In 2007 he met the soldier who shot him.
He has since maintained a friendship with Charles Inness whom he has come to forgive.
But until recently, Mr Moore said Mr Inness had been unable to tell him he was sorry.
“When it came it was really moving. I didn’t need it, I didn’t ask for it, but when it came it was really, really nice. It really was,” Mr Moore said.
He said Mr Inness, now aged 78, had been of the opinion “that when you say ‘sorry’, it means that you didn’t mean to fire the bullet”.

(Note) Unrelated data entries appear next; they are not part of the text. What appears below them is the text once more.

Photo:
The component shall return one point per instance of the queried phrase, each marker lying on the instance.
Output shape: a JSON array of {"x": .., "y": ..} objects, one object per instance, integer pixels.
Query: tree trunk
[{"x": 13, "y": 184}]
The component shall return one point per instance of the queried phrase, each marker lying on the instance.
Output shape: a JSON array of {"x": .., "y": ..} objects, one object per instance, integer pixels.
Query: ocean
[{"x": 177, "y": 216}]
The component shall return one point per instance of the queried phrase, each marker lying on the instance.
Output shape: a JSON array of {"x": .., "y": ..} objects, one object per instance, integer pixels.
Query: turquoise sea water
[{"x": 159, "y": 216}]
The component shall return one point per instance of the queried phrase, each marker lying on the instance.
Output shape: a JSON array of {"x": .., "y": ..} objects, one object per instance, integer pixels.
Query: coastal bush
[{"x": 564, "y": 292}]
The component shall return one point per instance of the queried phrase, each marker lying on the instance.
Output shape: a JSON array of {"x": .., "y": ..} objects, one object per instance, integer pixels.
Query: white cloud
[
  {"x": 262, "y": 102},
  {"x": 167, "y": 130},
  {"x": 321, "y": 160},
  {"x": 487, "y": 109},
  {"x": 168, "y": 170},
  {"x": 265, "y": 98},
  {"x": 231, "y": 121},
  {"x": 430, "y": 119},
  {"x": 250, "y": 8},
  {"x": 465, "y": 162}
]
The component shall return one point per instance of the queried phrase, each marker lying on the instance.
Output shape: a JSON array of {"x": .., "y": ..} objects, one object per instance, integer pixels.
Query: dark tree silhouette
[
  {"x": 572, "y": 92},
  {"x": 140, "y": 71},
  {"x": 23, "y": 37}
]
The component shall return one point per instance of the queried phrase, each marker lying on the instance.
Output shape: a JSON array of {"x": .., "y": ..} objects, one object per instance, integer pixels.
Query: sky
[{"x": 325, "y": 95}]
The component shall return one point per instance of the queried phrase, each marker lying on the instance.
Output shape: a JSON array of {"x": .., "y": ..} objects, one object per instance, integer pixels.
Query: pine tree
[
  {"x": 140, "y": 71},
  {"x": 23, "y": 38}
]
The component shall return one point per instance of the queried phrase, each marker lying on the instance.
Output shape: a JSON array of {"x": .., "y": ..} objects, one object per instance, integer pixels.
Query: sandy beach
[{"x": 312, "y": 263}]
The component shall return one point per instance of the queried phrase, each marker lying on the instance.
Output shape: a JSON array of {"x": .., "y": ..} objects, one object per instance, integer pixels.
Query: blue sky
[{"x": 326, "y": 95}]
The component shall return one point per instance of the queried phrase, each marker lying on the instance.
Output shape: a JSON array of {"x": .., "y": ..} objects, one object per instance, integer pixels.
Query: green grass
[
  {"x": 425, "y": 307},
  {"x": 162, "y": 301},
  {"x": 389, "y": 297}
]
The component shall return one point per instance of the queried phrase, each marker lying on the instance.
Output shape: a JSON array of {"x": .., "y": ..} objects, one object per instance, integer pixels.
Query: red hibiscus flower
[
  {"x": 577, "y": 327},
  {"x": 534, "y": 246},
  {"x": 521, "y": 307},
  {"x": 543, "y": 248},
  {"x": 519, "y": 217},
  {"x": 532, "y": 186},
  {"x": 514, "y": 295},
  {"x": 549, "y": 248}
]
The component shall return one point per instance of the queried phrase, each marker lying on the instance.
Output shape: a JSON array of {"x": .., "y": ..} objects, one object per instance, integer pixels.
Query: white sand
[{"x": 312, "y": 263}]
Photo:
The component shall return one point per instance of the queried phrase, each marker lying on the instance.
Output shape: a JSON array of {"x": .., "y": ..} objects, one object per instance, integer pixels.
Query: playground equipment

“He’d say: ‘I meant to fire the bullet, but I never meant to cause the damage.’ He always said if he’d known what was going to happen to me, he wouldn’t have fired it.”
Mr Moore said while to him that seemed like “semantics”, the more the two men got to know each other “the more he felt the former soldier was sorry”.
“And then eventually many years after we first met, we were talking about the ‘sorry’ word one night and he said to me, ‘Richard, I am sorry’,” Mr Moore added.
Now the director of the Derry-based charity Children in Crossfire, Mr Moore lost one eye and the sight in the other when he was struck in the face with the rubber bullet.
His charity was recently awarded a £250,000 UK government grant through the Department For International Development’s UK Aid Direct scheme to help provide 100,000 children in the Dodoma region of Tanzania with an education.
“It is important we don’t let the ball drop and we continue to make sure children are not disadvantaged. Education is a ladder out of poverty for these kids,” he said.
“Through supporting projects like this, over the past year the UK government has helped to build more than 3,000 primary classrooms in Tanzania, helped train almost 54,000 teachers in over 5,000 schools, and set up almost 1,900 community pre-schools.”